A journalist once said to me,
‘Mam, can you tell us what is you love so much about space travel? Describe to all of us here in the room, what’s your perfect day?’
I said something like, any day when nothing breaks in the capsule is my perfect day, or maybe I said any day without power problems. The press pack laughed and my colleague, my buddy sitting next to me, us both in our flight suits, patted me on the back and it was all in good taste. It made for a nice quote. The journalist might have preferred me to talk about the never ending sea of stars, or the trinket wrapped in cotton clouds we call home – how seeing those things from the capsule makes me feel big or small, or proud or humble. She was probably looking for some kind of one-liner that could be put on a postcard. I would’ve given it to her if I’d thought about it a little longer. It might have been nice to do so. But I’m no poet, so those types of things weren’t running through my mind. They came to me later when I was safely into my old age.

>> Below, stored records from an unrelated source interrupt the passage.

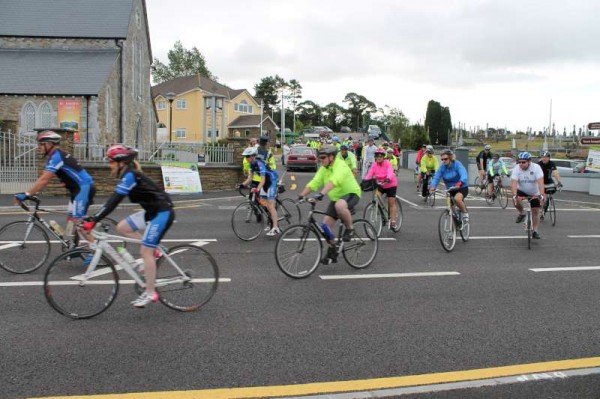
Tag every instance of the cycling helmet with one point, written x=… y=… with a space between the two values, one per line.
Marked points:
x=524 y=156
x=48 y=136
x=250 y=151
x=120 y=152
x=328 y=150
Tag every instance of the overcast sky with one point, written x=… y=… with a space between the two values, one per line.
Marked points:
x=491 y=61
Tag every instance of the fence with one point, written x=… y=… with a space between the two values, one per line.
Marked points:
x=178 y=152
x=18 y=162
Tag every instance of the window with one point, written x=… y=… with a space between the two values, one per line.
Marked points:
x=108 y=109
x=28 y=117
x=181 y=104
x=45 y=115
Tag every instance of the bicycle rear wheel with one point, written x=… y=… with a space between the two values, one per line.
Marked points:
x=552 y=210
x=362 y=250
x=189 y=293
x=71 y=294
x=24 y=247
x=373 y=216
x=298 y=251
x=247 y=221
x=447 y=231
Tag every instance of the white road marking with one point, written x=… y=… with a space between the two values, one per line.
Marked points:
x=563 y=269
x=387 y=275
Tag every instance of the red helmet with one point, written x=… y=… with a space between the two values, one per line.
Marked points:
x=48 y=136
x=120 y=152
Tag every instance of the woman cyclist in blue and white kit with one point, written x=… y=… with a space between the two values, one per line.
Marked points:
x=155 y=218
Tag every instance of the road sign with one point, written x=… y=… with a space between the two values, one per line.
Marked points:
x=594 y=125
x=590 y=140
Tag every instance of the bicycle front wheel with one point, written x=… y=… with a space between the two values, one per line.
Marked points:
x=373 y=216
x=362 y=250
x=447 y=231
x=24 y=247
x=247 y=221
x=298 y=251
x=71 y=294
x=552 y=210
x=186 y=278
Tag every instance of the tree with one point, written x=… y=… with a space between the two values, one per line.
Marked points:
x=357 y=105
x=182 y=62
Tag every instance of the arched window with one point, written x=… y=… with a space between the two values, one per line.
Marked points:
x=45 y=115
x=108 y=109
x=28 y=117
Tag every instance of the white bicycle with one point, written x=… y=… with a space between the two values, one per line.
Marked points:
x=187 y=277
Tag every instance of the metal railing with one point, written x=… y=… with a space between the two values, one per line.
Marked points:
x=173 y=152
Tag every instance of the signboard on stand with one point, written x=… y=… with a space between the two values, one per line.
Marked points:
x=181 y=177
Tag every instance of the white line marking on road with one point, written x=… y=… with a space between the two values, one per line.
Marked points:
x=386 y=275
x=96 y=282
x=565 y=269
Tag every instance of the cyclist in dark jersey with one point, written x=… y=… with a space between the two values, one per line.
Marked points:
x=155 y=219
x=74 y=177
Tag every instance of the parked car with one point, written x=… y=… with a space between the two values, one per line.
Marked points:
x=302 y=157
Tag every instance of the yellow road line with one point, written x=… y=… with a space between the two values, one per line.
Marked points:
x=356 y=385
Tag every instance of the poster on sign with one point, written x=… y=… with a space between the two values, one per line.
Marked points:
x=181 y=178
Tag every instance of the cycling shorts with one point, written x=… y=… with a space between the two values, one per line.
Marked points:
x=155 y=229
x=351 y=200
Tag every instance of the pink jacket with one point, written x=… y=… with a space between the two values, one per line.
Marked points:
x=382 y=171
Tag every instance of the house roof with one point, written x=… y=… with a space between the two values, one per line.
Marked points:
x=187 y=83
x=55 y=72
x=107 y=19
x=248 y=121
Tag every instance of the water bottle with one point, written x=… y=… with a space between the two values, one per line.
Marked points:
x=126 y=255
x=327 y=231
x=56 y=227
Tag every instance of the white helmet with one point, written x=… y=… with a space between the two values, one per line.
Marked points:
x=250 y=151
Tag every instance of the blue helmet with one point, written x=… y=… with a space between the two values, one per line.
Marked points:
x=524 y=156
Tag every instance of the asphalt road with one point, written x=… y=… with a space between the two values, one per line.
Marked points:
x=265 y=329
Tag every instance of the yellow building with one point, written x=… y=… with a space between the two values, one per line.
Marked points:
x=193 y=114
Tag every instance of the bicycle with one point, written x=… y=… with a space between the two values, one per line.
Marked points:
x=187 y=277
x=299 y=249
x=451 y=222
x=248 y=218
x=25 y=244
x=498 y=193
x=377 y=212
x=549 y=206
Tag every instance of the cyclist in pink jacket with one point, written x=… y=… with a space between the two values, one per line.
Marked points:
x=383 y=172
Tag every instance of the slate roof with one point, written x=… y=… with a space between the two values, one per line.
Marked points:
x=55 y=72
x=107 y=19
x=186 y=83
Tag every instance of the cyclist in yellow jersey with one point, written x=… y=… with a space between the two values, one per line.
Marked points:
x=335 y=179
x=429 y=165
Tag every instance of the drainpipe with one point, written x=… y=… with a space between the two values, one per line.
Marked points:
x=119 y=44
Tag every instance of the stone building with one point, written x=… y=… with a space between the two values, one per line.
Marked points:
x=83 y=64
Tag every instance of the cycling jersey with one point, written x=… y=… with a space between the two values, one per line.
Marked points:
x=342 y=178
x=452 y=173
x=429 y=164
x=547 y=168
x=68 y=170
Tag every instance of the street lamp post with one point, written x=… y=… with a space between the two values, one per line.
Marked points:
x=170 y=97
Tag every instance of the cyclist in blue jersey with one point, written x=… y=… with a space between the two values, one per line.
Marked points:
x=155 y=218
x=267 y=187
x=454 y=174
x=74 y=177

And then there was the truth. The real answer to the woman’s question was not something I could bring up. Beauty and flippancy, they were okay, but I couldn’t tell that room full of hacks the truth. It wasn’t the done thing to say my perfect day as an astronaut was in fact the the day I came back to earth. That wouldn’t be right. It might have been true to say that the perfect, most precious day was the day I was able once again to hold another human so close against me that I could say their name and by the miracle of air and energy, the rules of physics that we take for granted, they were able to hear it. It might have been true, but it wouldn’t have been right.